Comments on Television

by Judita Šalgo

Translated from the Serbian by John K. Cox

Text Read by a Window at the Independent Association of Journalists of the Vojvodina

September 5, 1991

Every day I ask myself this question while watching television: are war and fact-based news really incompatible? Is it the same with patriotism and the desire to be fully informed? Does concern for one's own community have to defend itself by the rigid selection of current events and people, of reports and reporters? Is hatred the only thing that triggers self-defense?

My first window on the world, several decades ago, looked out onto a wall, onto bulletin boards with newspapers. Now that I need to say what I see out this window, what’s there? The wall has been demolished; behind it yawns an abyss; but those newspapers are still floating in the air, their letters are still vibrating on the screen, and their spirit, although the words are different, is still suspended above the void. The wall-mounted newspapers that ushered us out of that war are now leading us into a new one.  Their long-range electronic cry to millions of people is more efficient than the whoop of any warlord, more credible and persuasive than the whisper of one's own brother. Television is, even when it is broadcasting from a war zone, distant from its viewer, from its warrior, and is not responsible for their lives; it is not responsible for anything. Long-distance management of people is enjoying a bloody boom. Television is becoming death-o-vision, murder-vision, not because of the horrors to which it bears witness but because it convinces us that the horror is unavoidable, and because, whether it recognizes this or not, whether it wants this or not, it is itself serving death, the sovereign and long-term interests of death; it is turning into a dead vision, the medium of destruction of our intellect, our common sense, our need for a comprehensive picture of the world and our own place and prospects in it. It is a means of ruining souls and spirituality, everything that is life-giving, and that comprises life.

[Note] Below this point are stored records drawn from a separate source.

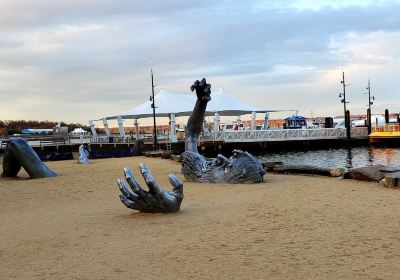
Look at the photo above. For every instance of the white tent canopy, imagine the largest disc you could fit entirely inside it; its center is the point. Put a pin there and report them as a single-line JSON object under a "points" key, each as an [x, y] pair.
{"points": [[168, 103]]}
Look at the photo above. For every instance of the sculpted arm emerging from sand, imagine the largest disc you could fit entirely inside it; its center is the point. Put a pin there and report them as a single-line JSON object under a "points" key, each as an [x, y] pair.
{"points": [[156, 199], [19, 154], [242, 167]]}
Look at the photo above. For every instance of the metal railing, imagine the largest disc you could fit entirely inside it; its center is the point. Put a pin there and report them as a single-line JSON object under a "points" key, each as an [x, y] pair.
{"points": [[387, 128], [284, 134], [219, 136]]}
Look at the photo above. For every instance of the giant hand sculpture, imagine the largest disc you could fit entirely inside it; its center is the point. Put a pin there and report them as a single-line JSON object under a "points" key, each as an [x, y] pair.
{"points": [[242, 167], [19, 154], [155, 200]]}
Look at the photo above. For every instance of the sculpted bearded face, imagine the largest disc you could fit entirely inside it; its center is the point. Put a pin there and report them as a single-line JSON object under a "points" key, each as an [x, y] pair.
{"points": [[242, 167]]}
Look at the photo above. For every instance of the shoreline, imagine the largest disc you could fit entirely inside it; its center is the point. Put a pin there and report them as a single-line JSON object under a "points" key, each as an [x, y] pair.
{"points": [[289, 227]]}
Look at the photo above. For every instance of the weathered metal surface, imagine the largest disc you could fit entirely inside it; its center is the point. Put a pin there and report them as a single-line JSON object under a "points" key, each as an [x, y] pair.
{"points": [[242, 167], [19, 154], [156, 199]]}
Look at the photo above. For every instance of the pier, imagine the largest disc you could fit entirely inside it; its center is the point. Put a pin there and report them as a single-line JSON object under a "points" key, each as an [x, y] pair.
{"points": [[52, 148]]}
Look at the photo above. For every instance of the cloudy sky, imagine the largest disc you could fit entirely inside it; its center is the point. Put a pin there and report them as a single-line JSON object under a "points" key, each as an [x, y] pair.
{"points": [[77, 60]]}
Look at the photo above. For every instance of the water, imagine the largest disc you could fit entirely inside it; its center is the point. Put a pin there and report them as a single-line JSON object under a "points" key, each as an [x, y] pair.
{"points": [[339, 157]]}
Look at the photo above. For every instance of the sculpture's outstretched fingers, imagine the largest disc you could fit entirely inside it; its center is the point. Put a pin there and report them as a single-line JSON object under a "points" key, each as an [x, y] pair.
{"points": [[149, 179], [128, 203], [221, 160], [177, 185], [195, 85], [130, 178], [132, 196]]}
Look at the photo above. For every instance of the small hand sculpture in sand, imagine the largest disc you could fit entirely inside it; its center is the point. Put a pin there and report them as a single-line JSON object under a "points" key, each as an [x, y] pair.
{"points": [[156, 199], [84, 151]]}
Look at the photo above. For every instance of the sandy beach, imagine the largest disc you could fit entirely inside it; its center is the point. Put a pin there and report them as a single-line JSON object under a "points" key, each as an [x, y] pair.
{"points": [[290, 227]]}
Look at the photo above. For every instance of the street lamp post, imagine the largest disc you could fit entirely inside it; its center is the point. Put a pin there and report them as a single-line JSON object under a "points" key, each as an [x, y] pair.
{"points": [[369, 96], [369, 106], [343, 96], [153, 105]]}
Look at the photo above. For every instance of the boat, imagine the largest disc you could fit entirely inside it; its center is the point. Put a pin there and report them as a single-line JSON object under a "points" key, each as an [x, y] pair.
{"points": [[387, 134]]}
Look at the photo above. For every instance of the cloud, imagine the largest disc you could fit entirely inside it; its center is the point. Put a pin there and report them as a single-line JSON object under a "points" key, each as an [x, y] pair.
{"points": [[97, 55]]}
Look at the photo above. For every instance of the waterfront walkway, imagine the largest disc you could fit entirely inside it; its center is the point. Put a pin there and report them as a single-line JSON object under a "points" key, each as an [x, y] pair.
{"points": [[238, 136]]}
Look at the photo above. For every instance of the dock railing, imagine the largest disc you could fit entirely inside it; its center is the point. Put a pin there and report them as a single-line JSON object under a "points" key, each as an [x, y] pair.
{"points": [[284, 134], [219, 136], [387, 128]]}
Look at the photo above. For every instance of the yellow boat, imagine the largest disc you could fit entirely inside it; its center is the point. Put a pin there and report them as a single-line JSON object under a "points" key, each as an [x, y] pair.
{"points": [[385, 134]]}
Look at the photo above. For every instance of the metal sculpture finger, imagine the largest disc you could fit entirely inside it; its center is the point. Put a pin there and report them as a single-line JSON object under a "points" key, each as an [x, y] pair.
{"points": [[156, 199]]}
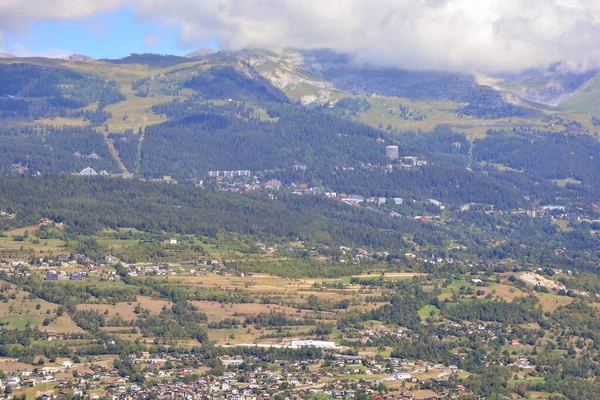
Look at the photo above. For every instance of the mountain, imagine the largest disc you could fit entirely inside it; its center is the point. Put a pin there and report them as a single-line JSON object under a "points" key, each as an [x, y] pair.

If I understood correctly the meaning of this window (which perhaps still looks out onto Zmaj Jovan Street today), its purpose was, while at least the facades were integral, to see something constituted there, improvised, a millimeter away from the precipice—a new, regenerated medium that is not remotely controlled, not tele-anything, and instead is a “close vision,” so to speak, a medium of living encounters, face to face, a life-vision that will try to translate the incoherent call of higher interests into the language of clear consequences. That’s the role of little windows in big history.